Way back in 2011, Nokia announced that Microsoft's Windows software would replace the Symbian OS on all its smart phones. The partnership has proved fruitful – Nokia has released a number of popular Windows-powered phones, including the high-powered Lumia 1020

And now the two companies are taking their relationship to the next level. Earlier today, Microsoft officially announced that it would acquire Nokia in a cash deal worth more than $7 billion – a deal that includes all of Nokia's valuable patents. 

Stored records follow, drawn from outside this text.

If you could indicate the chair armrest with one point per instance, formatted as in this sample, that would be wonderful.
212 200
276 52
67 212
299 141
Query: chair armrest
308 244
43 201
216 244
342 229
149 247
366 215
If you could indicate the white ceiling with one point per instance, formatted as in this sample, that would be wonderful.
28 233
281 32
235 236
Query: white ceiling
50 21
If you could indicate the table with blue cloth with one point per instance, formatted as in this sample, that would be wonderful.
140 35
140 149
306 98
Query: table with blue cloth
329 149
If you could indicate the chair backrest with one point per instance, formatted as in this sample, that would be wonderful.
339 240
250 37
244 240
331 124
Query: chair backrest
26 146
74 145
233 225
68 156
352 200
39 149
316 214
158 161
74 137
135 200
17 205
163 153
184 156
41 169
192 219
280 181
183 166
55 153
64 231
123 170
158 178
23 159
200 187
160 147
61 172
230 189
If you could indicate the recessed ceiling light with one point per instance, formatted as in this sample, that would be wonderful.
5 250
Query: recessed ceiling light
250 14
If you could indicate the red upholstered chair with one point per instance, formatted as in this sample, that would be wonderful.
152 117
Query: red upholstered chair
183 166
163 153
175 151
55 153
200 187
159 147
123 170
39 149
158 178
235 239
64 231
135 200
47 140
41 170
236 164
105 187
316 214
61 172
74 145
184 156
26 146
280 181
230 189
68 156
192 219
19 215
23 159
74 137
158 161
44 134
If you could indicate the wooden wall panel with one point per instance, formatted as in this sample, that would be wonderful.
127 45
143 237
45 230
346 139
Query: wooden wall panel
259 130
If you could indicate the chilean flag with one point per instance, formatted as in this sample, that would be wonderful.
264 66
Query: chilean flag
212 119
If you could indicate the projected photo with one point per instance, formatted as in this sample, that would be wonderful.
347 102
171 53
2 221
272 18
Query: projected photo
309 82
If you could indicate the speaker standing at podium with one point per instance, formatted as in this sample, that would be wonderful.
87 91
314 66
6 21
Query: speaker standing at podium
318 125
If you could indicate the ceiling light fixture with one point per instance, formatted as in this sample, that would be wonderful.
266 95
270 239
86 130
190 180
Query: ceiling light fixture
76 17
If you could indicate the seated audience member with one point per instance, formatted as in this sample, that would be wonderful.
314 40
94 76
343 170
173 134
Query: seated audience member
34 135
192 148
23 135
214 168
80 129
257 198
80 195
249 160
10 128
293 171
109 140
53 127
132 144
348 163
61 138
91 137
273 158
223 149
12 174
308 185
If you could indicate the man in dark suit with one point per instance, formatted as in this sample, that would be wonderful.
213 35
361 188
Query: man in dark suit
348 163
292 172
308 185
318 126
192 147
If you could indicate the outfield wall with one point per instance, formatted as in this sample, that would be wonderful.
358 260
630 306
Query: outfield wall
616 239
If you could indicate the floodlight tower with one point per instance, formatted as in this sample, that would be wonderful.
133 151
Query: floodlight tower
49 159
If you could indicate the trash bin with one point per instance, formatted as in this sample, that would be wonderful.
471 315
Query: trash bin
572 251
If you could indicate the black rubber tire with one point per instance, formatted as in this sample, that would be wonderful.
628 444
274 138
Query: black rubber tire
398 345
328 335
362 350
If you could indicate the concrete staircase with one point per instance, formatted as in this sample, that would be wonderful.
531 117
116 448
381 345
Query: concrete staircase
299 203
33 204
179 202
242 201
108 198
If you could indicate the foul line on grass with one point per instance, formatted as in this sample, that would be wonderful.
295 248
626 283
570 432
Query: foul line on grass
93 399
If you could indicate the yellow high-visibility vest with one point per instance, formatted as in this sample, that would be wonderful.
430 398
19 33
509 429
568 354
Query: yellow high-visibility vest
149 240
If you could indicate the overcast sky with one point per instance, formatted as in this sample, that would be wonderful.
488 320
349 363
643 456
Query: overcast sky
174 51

"Now is the time to build on this momentum and accelerate our share and profits in phones," Microsoft CEO Steve Ballmer said in an e-mail to Microsoft employees obtained by Joanna Stern of ABC. "Clearly, greater success with phones will strengthen the overall opportunity for us and our partners to deliver on our strategy to create a family of devices and services for individuals and businesses that empower people around the globe at home, at work and on the go, for the activities they value most."

Microsoft's mobile market share remains relatively small compared to that of Apple and Google's Android. But earlier this month, Kantar Worldpanel ComTech reported that Windows Phone had reached an 8.2 percent market share across the major European markets – the highest level for Windows Phone ever. According to Kantar Worldpanel, "one in 10 smartphone sales in Britain, France, Germany and Mexico" is a Windows device. 

By acquiring Nokia, Microsoft is signaling its willingness to continue to ramp up its presence in the smart phone wars. 

But what about Nokia? Well, over at BusinessWeek, Joshua Brustein calls the move "a blessing" for the Finnish company.

"Life is grim these days for second-tier smartphone companies," he says. "Nokia’s global market share in the mobile phone market has dropped to 14 percent, down from 19.9 percent a year ago, according to Gartner. The revenue the company brings in from its devices and services division is down by more than half since 2008. Perhaps most ominously, Nokia doesn’t register at all on the list of top smartphone sellers."

In other words, in many ways, the acquisition is the best that Nokia could have hoped for.